Data: A combination of sources, much being the new testament, plus some programmatically conjugated entries based on the regular rule structure of Cherokee. A good portion of part of the corpus is poorly aligned at the sentence level and is more paragraph aligned. The corpus is spread out across multiple files. There does not exist test data or validation data. https://github.com/CherokeeLanguage/CherokeeEnglishCorpus

Goals: [1] Attempting translations from non-training text. [2] Build a vocabulary/dictionary phrase “list” for manual examination and review, especially useful when trying to determine and understand idiomatic expressions.

I do have docker installed and am running on Mint Mate.

The command “docker run nmtwizard/opennmt-tf -h” does complete successfully.
My attempts at Googling have been unfruitful, I assume to not using the correct search terms, or Google just be evil to me.
I will be using CPU and not GPU for the processing.

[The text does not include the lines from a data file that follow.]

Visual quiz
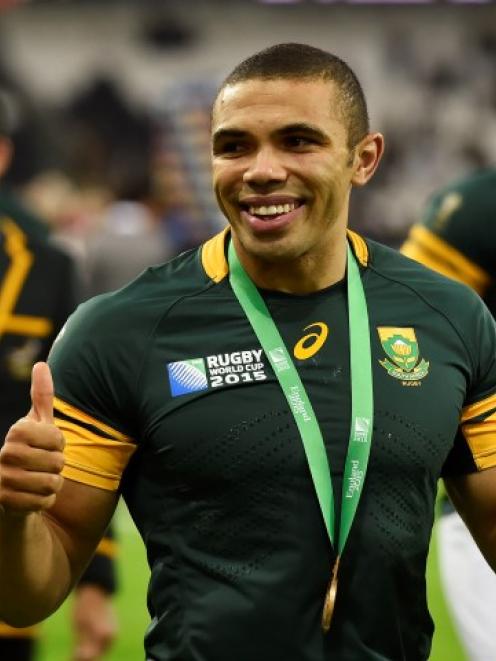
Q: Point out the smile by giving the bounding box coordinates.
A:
[248,202,298,216]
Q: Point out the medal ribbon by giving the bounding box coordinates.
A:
[228,240,374,564]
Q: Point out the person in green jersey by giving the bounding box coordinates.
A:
[401,168,496,661]
[0,90,117,661]
[0,44,496,661]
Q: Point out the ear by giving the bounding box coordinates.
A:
[351,133,384,186]
[0,136,12,178]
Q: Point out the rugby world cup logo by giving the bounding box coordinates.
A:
[377,326,429,381]
[167,358,208,397]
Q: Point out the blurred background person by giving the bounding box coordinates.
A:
[401,169,496,661]
[0,91,117,661]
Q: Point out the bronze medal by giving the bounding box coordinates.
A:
[322,556,339,633]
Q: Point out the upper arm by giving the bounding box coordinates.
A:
[444,466,496,571]
[44,478,119,584]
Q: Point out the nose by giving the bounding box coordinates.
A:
[243,146,287,186]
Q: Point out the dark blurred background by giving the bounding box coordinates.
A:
[0,0,496,286]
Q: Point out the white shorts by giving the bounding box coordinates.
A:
[438,512,496,661]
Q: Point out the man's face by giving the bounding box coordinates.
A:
[212,79,353,262]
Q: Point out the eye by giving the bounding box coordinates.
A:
[213,140,248,157]
[284,135,316,150]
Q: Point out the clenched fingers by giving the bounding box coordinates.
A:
[5,418,64,452]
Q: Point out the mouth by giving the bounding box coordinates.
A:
[241,199,304,232]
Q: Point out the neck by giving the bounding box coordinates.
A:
[233,231,347,295]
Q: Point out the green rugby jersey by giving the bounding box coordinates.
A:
[50,233,496,661]
[401,169,496,316]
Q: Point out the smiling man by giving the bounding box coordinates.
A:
[0,44,496,661]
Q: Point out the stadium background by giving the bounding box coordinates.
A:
[0,0,496,661]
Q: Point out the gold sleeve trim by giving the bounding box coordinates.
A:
[0,218,53,337]
[461,393,496,423]
[346,230,369,266]
[53,397,134,443]
[61,460,120,491]
[400,225,491,295]
[95,537,117,560]
[201,227,230,282]
[55,418,136,491]
[462,420,496,470]
[0,622,39,638]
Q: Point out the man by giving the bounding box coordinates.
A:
[0,97,116,661]
[0,44,496,661]
[401,169,496,661]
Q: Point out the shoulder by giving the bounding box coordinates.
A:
[367,239,485,323]
[53,240,219,355]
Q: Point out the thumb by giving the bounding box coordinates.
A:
[29,363,53,423]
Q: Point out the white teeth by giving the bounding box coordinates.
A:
[248,202,296,216]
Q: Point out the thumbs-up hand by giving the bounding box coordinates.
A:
[0,363,64,515]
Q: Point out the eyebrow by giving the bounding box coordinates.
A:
[212,129,248,142]
[275,122,329,142]
[212,122,329,142]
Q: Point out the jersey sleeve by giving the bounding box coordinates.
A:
[443,299,496,476]
[48,295,139,491]
[401,176,496,297]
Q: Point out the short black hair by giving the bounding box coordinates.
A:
[0,88,12,137]
[219,43,369,148]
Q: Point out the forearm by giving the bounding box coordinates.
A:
[0,511,73,627]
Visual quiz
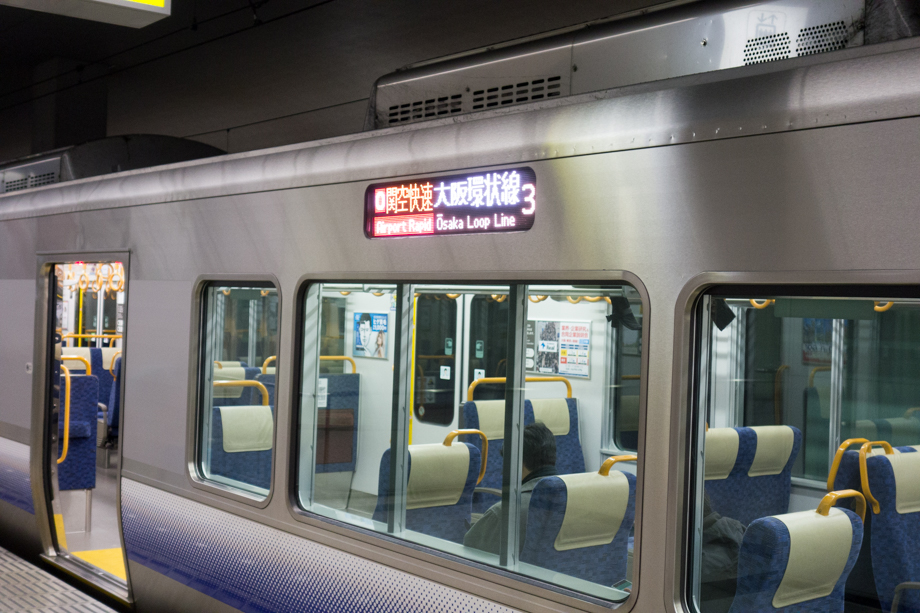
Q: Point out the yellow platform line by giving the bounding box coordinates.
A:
[70,547,128,581]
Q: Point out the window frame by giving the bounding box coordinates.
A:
[286,270,651,613]
[676,278,920,613]
[185,274,276,509]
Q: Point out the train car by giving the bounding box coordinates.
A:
[0,2,920,613]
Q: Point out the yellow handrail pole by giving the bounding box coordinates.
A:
[61,355,93,376]
[444,430,489,485]
[466,377,572,400]
[214,379,268,406]
[597,455,639,477]
[827,438,869,492]
[108,351,121,379]
[319,355,358,374]
[815,490,866,522]
[859,441,894,515]
[58,364,70,464]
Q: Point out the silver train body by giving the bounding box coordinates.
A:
[0,9,920,612]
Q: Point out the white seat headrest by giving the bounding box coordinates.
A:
[773,508,853,608]
[703,428,740,481]
[406,442,470,509]
[530,398,572,436]
[748,426,795,477]
[553,470,629,551]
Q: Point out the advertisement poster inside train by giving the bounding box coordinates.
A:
[524,320,591,379]
[352,313,389,360]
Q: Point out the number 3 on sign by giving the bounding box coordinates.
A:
[521,183,537,215]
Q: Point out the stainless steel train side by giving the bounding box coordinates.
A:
[0,32,920,612]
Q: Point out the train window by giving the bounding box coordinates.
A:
[690,288,920,613]
[298,283,642,601]
[198,283,279,499]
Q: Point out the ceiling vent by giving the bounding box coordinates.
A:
[365,0,866,129]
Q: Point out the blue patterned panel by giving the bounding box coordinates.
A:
[524,398,585,476]
[374,443,481,544]
[121,479,511,613]
[866,447,920,613]
[316,373,361,473]
[521,473,636,586]
[706,426,802,525]
[0,437,35,515]
[210,407,275,490]
[57,375,99,490]
[729,509,863,613]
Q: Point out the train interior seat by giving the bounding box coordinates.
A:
[314,373,361,509]
[461,400,510,519]
[729,492,865,613]
[863,446,920,611]
[373,442,481,544]
[57,374,99,491]
[210,404,274,490]
[705,426,802,525]
[521,466,636,586]
[524,398,585,475]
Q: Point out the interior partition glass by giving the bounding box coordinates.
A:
[298,283,642,601]
[199,283,279,498]
[693,288,920,613]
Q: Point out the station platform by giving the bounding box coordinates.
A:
[0,547,114,613]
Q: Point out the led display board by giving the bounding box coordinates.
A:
[364,168,537,238]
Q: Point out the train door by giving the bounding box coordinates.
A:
[43,262,128,599]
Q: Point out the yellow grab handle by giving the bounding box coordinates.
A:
[859,441,894,515]
[466,377,572,400]
[444,430,489,485]
[319,355,358,374]
[109,351,121,379]
[61,355,93,377]
[597,455,639,477]
[214,379,268,406]
[827,438,869,492]
[58,365,70,464]
[815,490,866,521]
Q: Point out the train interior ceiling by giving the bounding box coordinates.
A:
[51,262,127,584]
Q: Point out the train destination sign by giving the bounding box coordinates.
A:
[364,168,537,238]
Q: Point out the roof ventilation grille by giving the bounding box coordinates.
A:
[744,32,789,65]
[473,75,562,111]
[795,21,847,56]
[387,93,463,126]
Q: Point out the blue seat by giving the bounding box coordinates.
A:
[521,471,636,586]
[705,426,802,525]
[856,447,920,613]
[463,398,585,513]
[462,400,510,513]
[729,494,863,613]
[524,398,585,475]
[106,357,121,438]
[373,443,481,543]
[57,375,99,491]
[208,405,274,489]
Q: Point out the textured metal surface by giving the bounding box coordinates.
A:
[0,438,35,514]
[0,548,112,613]
[122,479,510,613]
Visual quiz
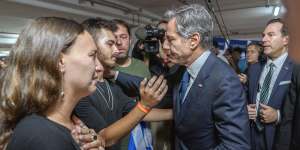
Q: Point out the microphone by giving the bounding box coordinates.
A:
[135,27,147,40]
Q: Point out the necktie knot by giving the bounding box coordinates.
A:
[269,63,275,71]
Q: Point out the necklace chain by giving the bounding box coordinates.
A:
[96,80,114,111]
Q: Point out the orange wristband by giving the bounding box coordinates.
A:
[137,102,151,114]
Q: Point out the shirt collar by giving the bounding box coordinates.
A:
[187,50,211,79]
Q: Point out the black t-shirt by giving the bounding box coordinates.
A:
[75,81,136,150]
[7,114,80,150]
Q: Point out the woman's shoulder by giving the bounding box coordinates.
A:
[8,114,78,150]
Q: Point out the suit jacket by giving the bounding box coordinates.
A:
[248,57,293,150]
[274,65,300,150]
[174,54,250,150]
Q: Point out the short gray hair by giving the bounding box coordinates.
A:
[165,4,214,48]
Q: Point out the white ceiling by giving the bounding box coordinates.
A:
[0,0,283,48]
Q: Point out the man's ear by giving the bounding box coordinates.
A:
[189,33,201,49]
[58,54,65,73]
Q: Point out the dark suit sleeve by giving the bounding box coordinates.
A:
[74,97,106,132]
[274,66,300,150]
[116,71,143,97]
[213,75,250,150]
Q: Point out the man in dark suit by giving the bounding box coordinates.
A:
[274,65,300,150]
[248,19,293,150]
[163,4,250,150]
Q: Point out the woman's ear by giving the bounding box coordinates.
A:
[190,33,201,49]
[58,54,65,73]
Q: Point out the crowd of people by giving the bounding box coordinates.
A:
[0,1,300,150]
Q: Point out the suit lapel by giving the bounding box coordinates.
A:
[176,54,216,124]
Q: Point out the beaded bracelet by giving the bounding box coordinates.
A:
[137,102,151,114]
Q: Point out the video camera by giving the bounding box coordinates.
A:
[135,25,165,54]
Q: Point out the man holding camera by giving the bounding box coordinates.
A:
[112,19,152,150]
[113,19,150,77]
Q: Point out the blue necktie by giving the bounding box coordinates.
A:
[255,63,275,131]
[179,70,190,104]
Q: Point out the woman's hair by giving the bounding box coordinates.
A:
[0,17,84,145]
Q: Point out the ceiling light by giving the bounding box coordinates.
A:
[273,6,280,16]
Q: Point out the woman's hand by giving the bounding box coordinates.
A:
[71,115,105,150]
[140,75,168,108]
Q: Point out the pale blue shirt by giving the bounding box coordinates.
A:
[183,50,211,100]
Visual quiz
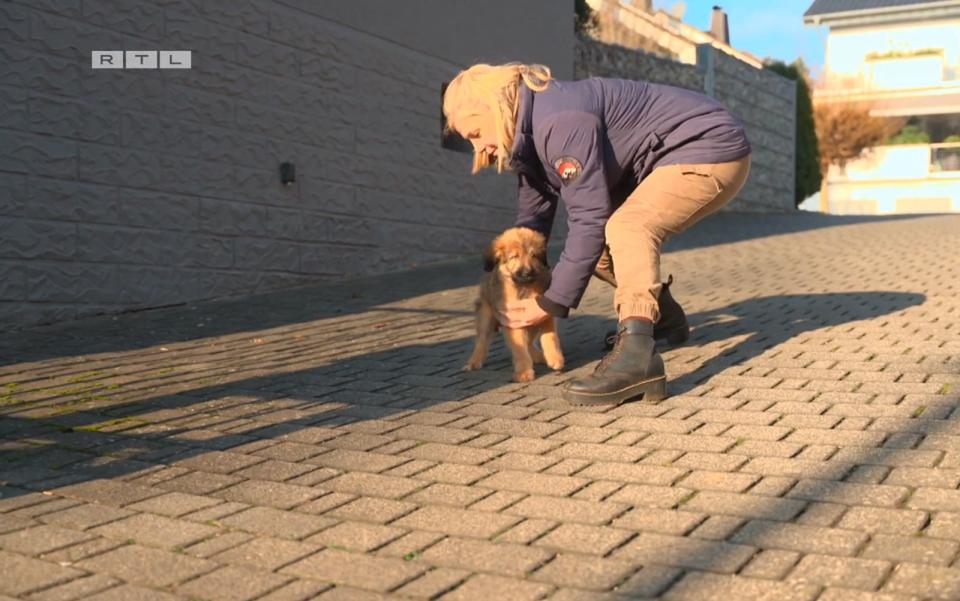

yaren · September 4, 2019, 2:33pm

As my experience, OpenNMT is vey easy to learning.
You can follow the quick stark here (python version):
http://opennmt.net/OpenNMT-py/quickstart.html

If you just use CPU, The training is very very very slowly.
So I suggest you to buy a GPU, even GTX1060 will be good enough for learning NMT.
About GPU for NMT, you can see this blog: https://timdettmers.com/2019/04/03/which-gpu-for-deep-learning/

magali-joine · September 5, 2019, 1:22am

So… how do I follow those instructions with a docker image?

All I see in reference to docker is:

Alternatively you can use Docker to install with nvidia-docker . The main Dockerfile is included in the root directory.

guillaumekln · September 10, 2019, 10:16am

You probably want to search for Docker tutorials online.